Но больше всего меня потрясает тот факт, что за время работы театра «Рапсодичный» (впрочем, как и в других труппах Кракова) с начала оккупации и до января 45-го года, когда войска 1-го Украинского фронта вошли в Краков, в театре не случилось ни одного предательства.
– Я не понимаю, почему вас это удивляет? – спрашивает меня пани Михайловска. – Это невозможно, потому что… невозможно. Вот и все.
Поляки как раз не удивляются тому, что среди зрителей и артистов подпольного театра не было предателей. Это озадачивает только русских, привыкших к предательствам даже в близком кругу.

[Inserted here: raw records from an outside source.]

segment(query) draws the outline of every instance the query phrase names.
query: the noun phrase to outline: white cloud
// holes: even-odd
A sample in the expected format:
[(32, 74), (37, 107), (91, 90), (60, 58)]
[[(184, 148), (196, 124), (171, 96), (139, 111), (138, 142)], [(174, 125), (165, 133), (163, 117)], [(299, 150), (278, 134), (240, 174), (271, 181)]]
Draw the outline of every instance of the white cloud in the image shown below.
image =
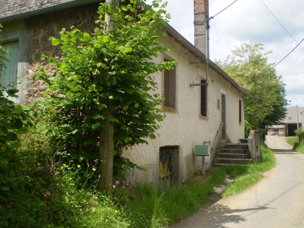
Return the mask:
[[(193, 43), (193, 0), (167, 1), (167, 11), (172, 18), (170, 24)], [(209, 16), (214, 16), (233, 2), (209, 0)], [(304, 38), (304, 1), (263, 2), (298, 42)], [(296, 43), (282, 31), (261, 4), (260, 0), (238, 1), (211, 19), (212, 60), (223, 60), (235, 47), (252, 41), (264, 43), (265, 51), (272, 51), (268, 56), (269, 62), (276, 63), (295, 47)], [(304, 41), (302, 43), (304, 47)], [(275, 69), (286, 84), (287, 99), (292, 101), (290, 106), (298, 104), (304, 99), (304, 50), (298, 47)], [(304, 102), (302, 104), (304, 106)]]

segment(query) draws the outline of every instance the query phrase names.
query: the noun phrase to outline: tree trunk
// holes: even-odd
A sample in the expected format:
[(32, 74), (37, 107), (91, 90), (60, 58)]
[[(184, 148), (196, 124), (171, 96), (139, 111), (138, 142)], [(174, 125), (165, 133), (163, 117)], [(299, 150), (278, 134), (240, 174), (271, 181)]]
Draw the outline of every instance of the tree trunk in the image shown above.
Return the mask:
[[(106, 0), (106, 1), (112, 9), (119, 5), (119, 0)], [(108, 33), (115, 27), (112, 21), (111, 15), (106, 14), (105, 20), (106, 22), (109, 27), (108, 30), (106, 29), (105, 32)], [(104, 103), (107, 106), (111, 104), (111, 101), (108, 100)], [(109, 128), (113, 129), (114, 126), (109, 120), (111, 117), (111, 112), (108, 108), (104, 109), (103, 113), (107, 117), (105, 120), (101, 121), (101, 124), (105, 126), (102, 132), (100, 132), (99, 138), (99, 165), (98, 185), (99, 191), (101, 192), (109, 192), (112, 188), (113, 184), (113, 151), (114, 150), (114, 140), (113, 133), (109, 131)]]
[[(107, 103), (108, 105), (110, 102)], [(108, 117), (107, 119), (111, 116), (111, 112), (107, 108), (103, 112)], [(112, 188), (114, 140), (113, 133), (109, 132), (109, 129), (113, 129), (114, 126), (108, 119), (102, 121), (101, 123), (105, 126), (103, 130), (100, 133), (99, 138), (98, 185), (99, 190), (102, 192), (108, 192)]]

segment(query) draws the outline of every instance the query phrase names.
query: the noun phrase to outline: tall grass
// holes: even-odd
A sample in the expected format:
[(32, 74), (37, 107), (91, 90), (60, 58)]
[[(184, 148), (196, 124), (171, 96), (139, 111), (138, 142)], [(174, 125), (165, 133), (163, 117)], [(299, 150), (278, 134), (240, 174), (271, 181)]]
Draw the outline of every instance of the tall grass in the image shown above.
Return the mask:
[(137, 198), (124, 207), (132, 218), (131, 227), (162, 227), (188, 216), (209, 202), (214, 187), (226, 174), (223, 168), (213, 169), (199, 180), (172, 186), (164, 192), (151, 184), (137, 184)]
[[(204, 176), (196, 176), (185, 185), (172, 185), (165, 191), (150, 184), (137, 183), (127, 187), (119, 188), (117, 185), (111, 194), (105, 195), (80, 185), (74, 176), (77, 170), (68, 169), (67, 165), (62, 167), (67, 171), (64, 175), (46, 183), (45, 187), (42, 188), (40, 181), (38, 182), (36, 192), (29, 192), (22, 185), (15, 189), (12, 198), (7, 199), (10, 202), (8, 207), (2, 208), (0, 205), (0, 212), (5, 209), (9, 212), (0, 215), (0, 226), (167, 227), (208, 203), (214, 187), (223, 183), (227, 174), (236, 179), (223, 193), (224, 197), (237, 194), (256, 183), (263, 172), (275, 164), (271, 150), (264, 145), (261, 148), (261, 160), (249, 167), (212, 168)], [(51, 194), (47, 195), (47, 191)], [(13, 213), (14, 216), (9, 217)]]
[(298, 142), (298, 137), (289, 137), (285, 138), (285, 141), (290, 145), (293, 146), (295, 143)]
[(239, 193), (254, 184), (263, 177), (263, 172), (275, 164), (275, 158), (272, 151), (264, 143), (261, 145), (261, 160), (252, 164), (233, 183), (229, 185), (222, 194), (224, 198)]

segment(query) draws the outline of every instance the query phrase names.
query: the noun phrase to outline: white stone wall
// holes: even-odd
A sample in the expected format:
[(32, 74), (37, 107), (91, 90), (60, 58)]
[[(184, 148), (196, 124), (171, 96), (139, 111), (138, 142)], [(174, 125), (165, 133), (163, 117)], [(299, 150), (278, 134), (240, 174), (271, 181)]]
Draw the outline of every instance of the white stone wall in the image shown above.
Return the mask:
[[(176, 67), (176, 108), (166, 112), (165, 120), (157, 133), (159, 137), (148, 140), (149, 145), (141, 144), (125, 151), (123, 155), (137, 164), (147, 168), (143, 172), (136, 170), (132, 174), (133, 178), (138, 178), (157, 183), (158, 180), (159, 147), (165, 146), (179, 146), (181, 176), (185, 179), (202, 168), (202, 157), (196, 157), (196, 145), (203, 145), (204, 142), (212, 144), (221, 123), (221, 94), (226, 95), (227, 139), (228, 142), (237, 143), (244, 137), (244, 95), (226, 80), (212, 68), (209, 68), (209, 85), (207, 89), (207, 116), (200, 116), (200, 87), (190, 86), (191, 83), (200, 83), (201, 78), (206, 78), (204, 63), (191, 64), (190, 62), (201, 61), (176, 41), (168, 36), (162, 40), (169, 44), (174, 50), (165, 54), (177, 61)], [(161, 54), (154, 60), (163, 60)], [(163, 95), (163, 73), (155, 74), (158, 85), (158, 92)], [(218, 99), (220, 108), (218, 109)], [(242, 119), (239, 123), (239, 100), (241, 101)], [(212, 154), (216, 150), (212, 152)], [(209, 167), (212, 155), (207, 158)], [(208, 159), (209, 158), (209, 159)], [(155, 169), (156, 170), (155, 170)]]

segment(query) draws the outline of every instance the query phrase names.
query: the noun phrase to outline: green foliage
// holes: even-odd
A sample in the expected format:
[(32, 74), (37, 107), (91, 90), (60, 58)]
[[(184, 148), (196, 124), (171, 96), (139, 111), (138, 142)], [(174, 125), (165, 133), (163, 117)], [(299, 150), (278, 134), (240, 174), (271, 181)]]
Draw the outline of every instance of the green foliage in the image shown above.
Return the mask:
[[(63, 29), (60, 39), (50, 39), (62, 53), (60, 57), (43, 56), (57, 71), (55, 75), (38, 72), (36, 78), (48, 86), (36, 106), (49, 123), (43, 131), (57, 151), (56, 157), (71, 165), (80, 164), (84, 173), (96, 162), (105, 162), (98, 161), (101, 133), (114, 133), (118, 171), (136, 166), (121, 157), (123, 149), (154, 138), (157, 122), (164, 119), (152, 74), (176, 63), (153, 62), (153, 57), (171, 50), (160, 45), (167, 20), (162, 17), (166, 4), (156, 10), (157, 2), (140, 6), (137, 0), (121, 1), (120, 8), (113, 9), (101, 3), (93, 33), (72, 27), (71, 31)], [(106, 14), (113, 29), (104, 20)], [(112, 128), (105, 128), (108, 122)]]
[(252, 126), (246, 119), (245, 119), (244, 125), (245, 138), (247, 139), (248, 138), (249, 134), (250, 133), (250, 131), (252, 130)]
[(261, 132), (285, 117), (287, 104), (281, 76), (274, 69), (267, 71), (274, 64), (268, 63), (267, 56), (271, 52), (263, 53), (264, 45), (243, 44), (232, 51), (233, 57), (218, 63), (252, 96), (245, 103), (245, 118), (253, 129)]
[(243, 170), (234, 182), (229, 185), (222, 193), (223, 197), (237, 194), (254, 184), (264, 176), (264, 172), (275, 166), (275, 158), (272, 151), (264, 143), (261, 144), (261, 160)]
[(293, 147), (293, 149), (300, 153), (304, 153), (304, 141), (300, 142), (299, 143), (296, 142)]
[(304, 140), (304, 131), (302, 130), (302, 127), (299, 128), (299, 134), (298, 133), (298, 130), (296, 129), (295, 130), (295, 133), (297, 137), (299, 136), (299, 140), (300, 142), (302, 142)]
[[(1, 27), (1, 25), (0, 25)], [(0, 30), (1, 31), (1, 30)], [(0, 37), (1, 40), (1, 37)], [(1, 41), (1, 40), (0, 40)], [(0, 42), (0, 71), (5, 67), (3, 54), (8, 53)], [(27, 132), (33, 126), (28, 107), (16, 104), (13, 99), (18, 98), (17, 89), (11, 83), (6, 88), (0, 85), (0, 193), (16, 186), (18, 171), (29, 167), (22, 160), (16, 159), (16, 151), (21, 146), (19, 136)], [(12, 168), (13, 167), (14, 169)], [(4, 194), (4, 193), (3, 193)]]
[(294, 145), (295, 144), (298, 142), (298, 137), (288, 137), (285, 138), (285, 141), (286, 142), (292, 146)]

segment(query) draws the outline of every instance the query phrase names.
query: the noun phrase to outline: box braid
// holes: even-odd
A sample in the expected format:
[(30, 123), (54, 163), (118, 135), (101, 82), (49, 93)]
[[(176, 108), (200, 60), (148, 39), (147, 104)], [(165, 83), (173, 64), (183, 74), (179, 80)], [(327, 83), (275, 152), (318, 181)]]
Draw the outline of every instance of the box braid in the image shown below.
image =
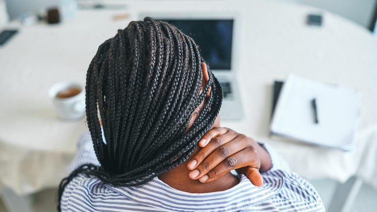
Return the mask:
[[(202, 62), (191, 37), (150, 18), (130, 23), (100, 46), (87, 70), (85, 103), (101, 166), (82, 165), (62, 180), (58, 209), (64, 187), (78, 174), (114, 186), (136, 186), (189, 158), (222, 101), (209, 68), (209, 81), (201, 93)], [(193, 113), (206, 98), (186, 132)]]

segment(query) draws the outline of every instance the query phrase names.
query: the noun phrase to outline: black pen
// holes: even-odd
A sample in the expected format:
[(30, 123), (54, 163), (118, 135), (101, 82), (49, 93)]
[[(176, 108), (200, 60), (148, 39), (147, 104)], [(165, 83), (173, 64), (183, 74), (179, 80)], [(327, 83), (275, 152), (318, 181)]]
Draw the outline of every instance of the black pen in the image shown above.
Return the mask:
[(314, 115), (314, 123), (318, 124), (318, 114), (317, 112), (317, 103), (316, 103), (316, 99), (313, 98), (312, 99), (312, 108), (313, 109), (313, 114)]

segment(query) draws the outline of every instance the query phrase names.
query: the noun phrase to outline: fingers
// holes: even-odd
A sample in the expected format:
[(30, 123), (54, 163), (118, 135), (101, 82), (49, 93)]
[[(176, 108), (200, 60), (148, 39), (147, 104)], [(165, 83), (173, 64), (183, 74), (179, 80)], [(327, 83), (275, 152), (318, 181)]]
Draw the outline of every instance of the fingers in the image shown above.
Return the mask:
[(254, 185), (261, 186), (263, 185), (263, 177), (258, 169), (252, 167), (246, 167), (245, 173)]
[(199, 146), (201, 147), (205, 147), (212, 138), (227, 133), (228, 130), (229, 129), (228, 128), (218, 127), (211, 129), (199, 141)]
[[(199, 152), (191, 160), (191, 161), (189, 162), (189, 163), (187, 164), (187, 168), (189, 168), (189, 170), (193, 170), (199, 164), (200, 164), (209, 156), (214, 153), (214, 152), (217, 150), (217, 149), (220, 149), (220, 150), (217, 150), (218, 151), (220, 151), (220, 152), (218, 152), (217, 154), (222, 154), (222, 155), (224, 155), (227, 153), (226, 151), (229, 151), (229, 148), (230, 147), (226, 147), (225, 146), (223, 146), (223, 145), (224, 145), (232, 141), (238, 136), (238, 134), (235, 132), (233, 131), (228, 131), (226, 128), (216, 128), (219, 129), (219, 130), (215, 129), (214, 128), (212, 129), (214, 130), (214, 131), (211, 132), (211, 131), (212, 130), (211, 130), (209, 131), (209, 133), (207, 133), (206, 134), (206, 135), (205, 135), (205, 136), (207, 136), (207, 138), (208, 138), (206, 139), (209, 139), (210, 138), (214, 138), (214, 137), (215, 136), (217, 137), (212, 139), (211, 140), (211, 142), (209, 144), (206, 144), (206, 146), (201, 149)], [(221, 134), (223, 132), (225, 132), (226, 133), (221, 135), (220, 136), (218, 136), (219, 134)], [(236, 144), (239, 146), (240, 144)], [(236, 146), (236, 147), (238, 147), (238, 151), (239, 151), (243, 149), (244, 148), (244, 146)], [(236, 148), (234, 148), (234, 147), (233, 149), (236, 149)], [(234, 152), (237, 152), (238, 151)], [(222, 158), (222, 160), (224, 160), (227, 157), (227, 156), (223, 156)], [(211, 161), (211, 162), (213, 162), (214, 161)], [(217, 163), (216, 163), (215, 164), (212, 164), (212, 165), (211, 166), (214, 167), (216, 165), (219, 164), (220, 162), (221, 161), (218, 161)], [(204, 164), (204, 165), (206, 165), (206, 164)]]
[(202, 182), (208, 182), (233, 169), (247, 166), (259, 169), (259, 158), (255, 157), (250, 160), (249, 157), (245, 156), (252, 156), (254, 150), (252, 146), (247, 145), (247, 140), (242, 136), (216, 149), (190, 173), (189, 177), (192, 179), (199, 179)]

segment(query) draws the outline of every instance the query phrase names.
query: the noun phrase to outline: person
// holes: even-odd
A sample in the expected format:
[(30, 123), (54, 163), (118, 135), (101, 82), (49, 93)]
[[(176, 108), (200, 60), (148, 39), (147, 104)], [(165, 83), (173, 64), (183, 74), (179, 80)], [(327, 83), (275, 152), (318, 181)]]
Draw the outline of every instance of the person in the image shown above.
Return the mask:
[[(146, 18), (100, 46), (61, 211), (324, 211), (266, 144), (221, 127), (221, 86), (199, 47)], [(230, 172), (237, 170), (238, 174)]]

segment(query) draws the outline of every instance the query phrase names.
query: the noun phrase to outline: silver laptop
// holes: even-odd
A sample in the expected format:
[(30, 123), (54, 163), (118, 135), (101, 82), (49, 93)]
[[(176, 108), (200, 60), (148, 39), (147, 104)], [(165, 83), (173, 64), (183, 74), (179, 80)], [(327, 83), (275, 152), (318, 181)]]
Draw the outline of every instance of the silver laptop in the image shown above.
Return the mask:
[(201, 55), (218, 78), (224, 96), (220, 111), (221, 119), (237, 120), (244, 117), (236, 71), (238, 65), (240, 32), (237, 16), (233, 14), (173, 14), (142, 13), (166, 21), (191, 36), (201, 48)]

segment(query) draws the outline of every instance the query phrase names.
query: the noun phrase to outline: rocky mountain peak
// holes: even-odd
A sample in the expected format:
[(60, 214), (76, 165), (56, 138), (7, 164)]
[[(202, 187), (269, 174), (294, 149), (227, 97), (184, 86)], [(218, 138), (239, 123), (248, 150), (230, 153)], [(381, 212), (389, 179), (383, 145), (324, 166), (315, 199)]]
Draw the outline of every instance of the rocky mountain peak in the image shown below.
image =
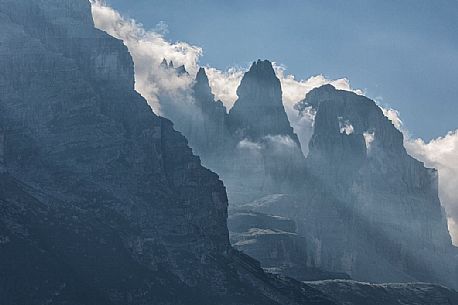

– Понимаешь, разница в менталитетах, – говорит известный кинорежиссер, мастер исторических фильмов Ежи Хоффман. – Мы, 200 лет борясь за независимость, научились верности, а вы за несколько лет после революции у себя все испортили.
Подпольный театр Польши помнит лишь единичный факт предательства – в Варшаве. Участники движения Сопротивления, когда вычислили артиста-иуду, тут же его расстреляли. В Кракове такого не было.
– Но если вы были так уверены в своих товарищах, то откуда такая уверенность в зрителях? Откуда вы знаете, кто приходил на квартиру, где играли спектакли? – настаиваю я.
– Зрители были наши друзья. Друзья приводили своих друзей. Конечно, их никто не проверял, но мы как будто делали одно дело.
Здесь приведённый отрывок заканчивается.